Series 82: 3.3.6.1. Callable Bonds

Taken from our Series 82 Online Guide

3.3.6.1. Callable Bonds

Callable bonds offer issuers the option to redeem the bonds prior to the maturity date.  Why would an issuer want this?  The answer has to do with interest rates. 

When interest rates decline, issuers of callable bonds can lower their debt payments by redeeming their bonds (calling them) and then refinancing at a lower interest rate. 

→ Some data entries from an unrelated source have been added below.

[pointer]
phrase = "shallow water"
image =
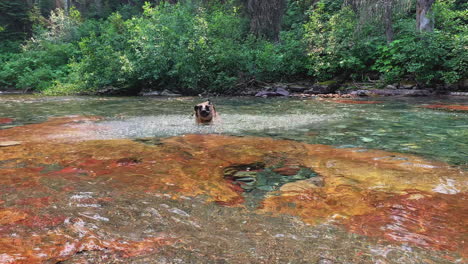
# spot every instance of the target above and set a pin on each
(309, 181)
(399, 125)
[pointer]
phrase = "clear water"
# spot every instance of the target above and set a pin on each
(120, 201)
(398, 125)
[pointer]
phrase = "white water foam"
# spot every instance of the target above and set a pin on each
(174, 125)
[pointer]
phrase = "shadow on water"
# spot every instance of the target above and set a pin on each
(135, 180)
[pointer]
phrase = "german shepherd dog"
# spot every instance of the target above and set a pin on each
(205, 113)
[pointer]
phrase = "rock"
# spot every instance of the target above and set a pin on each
(360, 93)
(297, 88)
(281, 92)
(325, 261)
(6, 120)
(278, 92)
(107, 90)
(151, 93)
(407, 85)
(453, 94)
(9, 143)
(391, 92)
(169, 93)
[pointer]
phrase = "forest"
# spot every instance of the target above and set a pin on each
(63, 47)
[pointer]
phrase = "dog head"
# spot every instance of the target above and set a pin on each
(205, 112)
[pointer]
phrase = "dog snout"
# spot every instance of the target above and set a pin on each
(205, 112)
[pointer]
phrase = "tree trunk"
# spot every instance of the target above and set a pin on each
(423, 21)
(388, 21)
(266, 17)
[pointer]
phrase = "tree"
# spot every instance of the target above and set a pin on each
(381, 11)
(423, 21)
(266, 17)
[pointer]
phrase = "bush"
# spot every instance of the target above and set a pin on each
(335, 47)
(426, 58)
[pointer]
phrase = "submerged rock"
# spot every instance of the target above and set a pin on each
(6, 120)
(9, 143)
(368, 192)
(273, 92)
(392, 92)
(447, 107)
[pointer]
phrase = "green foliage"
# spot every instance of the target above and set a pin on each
(206, 46)
(335, 47)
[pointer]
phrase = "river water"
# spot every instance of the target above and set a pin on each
(136, 180)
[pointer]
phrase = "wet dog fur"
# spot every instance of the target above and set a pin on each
(205, 113)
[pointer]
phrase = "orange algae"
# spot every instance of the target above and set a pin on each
(355, 102)
(428, 220)
(447, 107)
(6, 120)
(59, 246)
(364, 190)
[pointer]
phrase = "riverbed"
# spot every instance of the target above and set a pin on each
(136, 180)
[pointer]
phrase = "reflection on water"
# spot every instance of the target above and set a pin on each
(134, 180)
(399, 125)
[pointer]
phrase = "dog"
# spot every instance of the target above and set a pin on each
(205, 113)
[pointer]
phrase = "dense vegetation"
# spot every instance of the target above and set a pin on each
(220, 46)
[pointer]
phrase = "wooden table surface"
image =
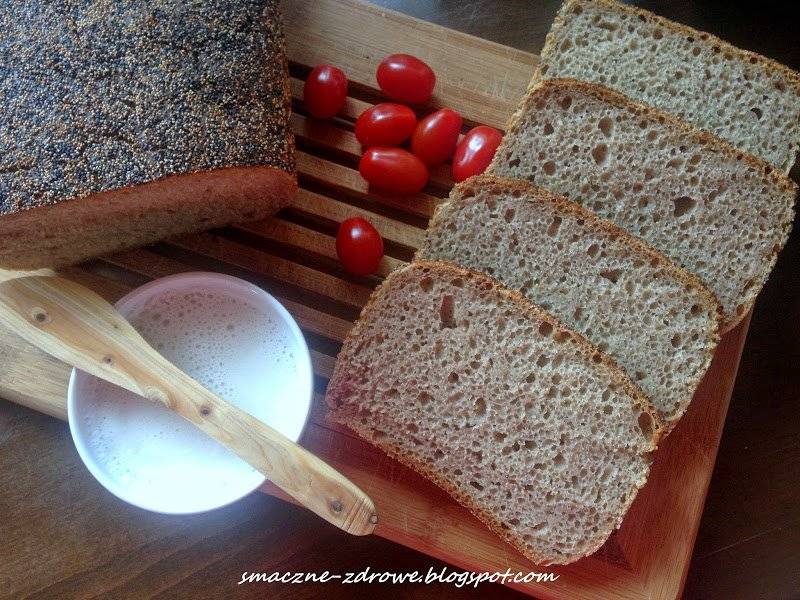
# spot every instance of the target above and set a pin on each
(64, 536)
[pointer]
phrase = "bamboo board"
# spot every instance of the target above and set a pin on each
(293, 257)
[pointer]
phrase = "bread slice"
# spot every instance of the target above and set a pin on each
(715, 211)
(124, 123)
(657, 321)
(523, 421)
(749, 100)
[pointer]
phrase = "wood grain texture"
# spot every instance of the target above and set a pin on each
(77, 326)
(101, 546)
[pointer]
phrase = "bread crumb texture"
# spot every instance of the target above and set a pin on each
(657, 321)
(747, 99)
(715, 211)
(101, 95)
(520, 419)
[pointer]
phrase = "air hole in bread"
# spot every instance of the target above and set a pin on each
(646, 424)
(683, 205)
(424, 397)
(447, 312)
(611, 274)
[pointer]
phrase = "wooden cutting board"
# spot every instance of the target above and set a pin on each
(292, 256)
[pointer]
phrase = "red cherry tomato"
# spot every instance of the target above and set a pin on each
(385, 124)
(393, 170)
(359, 246)
(436, 136)
(406, 78)
(325, 91)
(475, 152)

To compensate investors for the increased risk and to mitigate possible losses, callable bonds offer investors higher yields than non-callable bonds. Some callable bonds provide a call premium to lessen the risk of a call. When a call price is set at a higher value than the face value of the bond, the difference is the call premium. For instance, a $1,000 bond with a call price of $1,100 has a $100 call premium payable to the investor if the bond is called. The trust indenture of a callable bond will include a call provision, which includes both the call date and the call price. The call provision will sometimes require an issuer to pay such a premium for early redemption. These provisions generally provide for lower premiums as the bonds approach their maturity date. Another safeguard is call protection, which prohibits redemption during the first few years of the bond’s life. The earliest date on which a bond is callable is called the first call date. Callable bonds come in several forms.

Optional calls allow the issuer to call the bond in whole or in part at its discretion for any reason. Generally a call option is exercised when the issuer can reissue the debt at a lower interest rate. What works for the issuer, of course, works against the creditor, who is forced to reinvest in the same lower yield environment.

But an issuer may exercise an optional call for other reasons. The company may wish to change the terms of the indenture, which might inconvenience the investor but not necessarily cause financial harm. Or the issuer may simply wish to reduce the amount of its debt.